Penyakit Tuberkulosis sampai dengan saat ini masih merupakan beban besar bagi dunia kesehatan dan insidensi dan prevalensi penyakit TB ini masih tetap tinggi. Indonesia merupakan negara ketiga terbanyak penderita tuberkulosis di dunia setelah India dan China.
Berdasar data dari oragnisasi kesehatan dunai (WHO) pada tahun 2017 di Indonesia terdapat 842.000 penderita TB dengan 47% (sekitar 395.740 penderita) diantaranya tidak ternotifikasi , tentu hal ini menimbulkan beban bagi dunia kesehatan karena berpotensi untuk menularkan ke orang di lingkungannya dan dapat meningkatkan jumlah penderita
Masalah ini diperberat oleh kenyataan timbulnya bakteri Mtb yang resisten (kebal) terhadap paling tidak kombinasi dua obat TB yang paling poten yaitu rifampicin dan INH. Resistensi terhadap dua obat anti TB (OAT) yang paling poten ini disebut sebagai multidrug resistant(MDR),penderita nya lazim disebut sebagai penderita TB RO atau dalam bahasa Indonesia disebut TB resisten obat (TBRO).

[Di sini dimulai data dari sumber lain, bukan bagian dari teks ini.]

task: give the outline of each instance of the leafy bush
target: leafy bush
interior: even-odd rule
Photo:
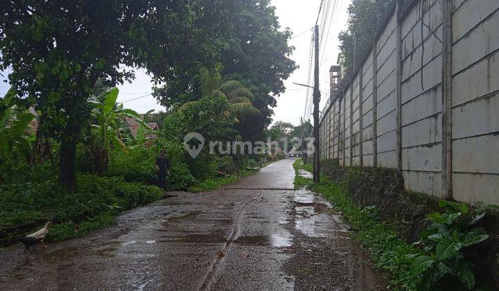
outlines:
[[[109,169],[103,175],[123,176],[128,182],[154,184],[157,179],[155,170],[157,155],[154,150],[144,148],[131,149],[128,152],[114,150],[110,155]]]
[[[428,288],[455,286],[459,283],[468,290],[475,288],[471,264],[466,259],[464,249],[489,238],[475,224],[484,212],[470,212],[465,204],[440,200],[444,213],[427,215],[431,224],[419,233],[424,253],[413,255],[413,274],[423,274]]]
[[[310,168],[311,164],[306,165]],[[306,168],[301,160],[296,161],[295,170]],[[324,176],[319,183],[314,184],[310,178],[295,176],[295,187],[300,184],[308,185],[315,192],[322,193],[342,211],[342,216],[355,231],[353,238],[369,252],[376,265],[389,276],[395,290],[418,290],[421,276],[410,272],[412,258],[417,249],[407,243],[396,232],[380,221],[375,207],[361,209],[340,185],[328,181]]]
[[[110,215],[163,197],[156,186],[92,175],[78,176],[75,193],[62,189],[53,176],[37,183],[2,184],[0,193],[0,227],[51,220],[53,240],[81,236],[109,224]]]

Secara global di dunia kasus TB RO ini ditemukan sekitar 3,5% dari kasus TB yang belum pernah diobati dan sekitar 20,5% dari kasus TB yang pernah diobati sebelumnya sedangkan di Indonesia angkanya sedikit lebih rendah yaitu 1,9% dari kasus TB yang belum pernah diobati dan 12% dari kasus yang pernah diobati sebelumnya.
Diperkirakan terdapat sekitar 300 ribu kasus TB RO didunia dan baru sekitar 97 ribu diantaranya yang telah mendapat pengobatan. Di Indonesia pada tahun 2017 diperkitakan terdapat 3092 penderita TBRO dan 7729 penderita Tb yang juga meerupakan orang dengan HIV AIDS (ODHA)
Penyakit TB RO mempersulit pengobatan dan memperkecil kemungkinan untuk sembuh sempurna. Penyakit TB yang disebabkan oleh Mtb yang masih sensitiv (tidak resisten) memiliki angka kesembuhan 86% sedangkan penyakit TB yang disebabkan oleh strain Mtb yang sudah resisten obat memiliki angka kesembuhan yang rendah yaitu sekitar 48% dan apabila strain Mtb tersebut telah resisten pula terhadap obat golongan fluorokuinolon dan obat anti TB injeksi generasi kedua (kanamisin, amikasin dan kapreomisin) yang lazim disebut extensively drug resistant (XDR)maka angka kesembuhan akan makin menurun menjadi sekitar 22% saja, artinya dari 100 penderita TB XDR yang diobati yang sembuh hanya sekitar 22 orang saja.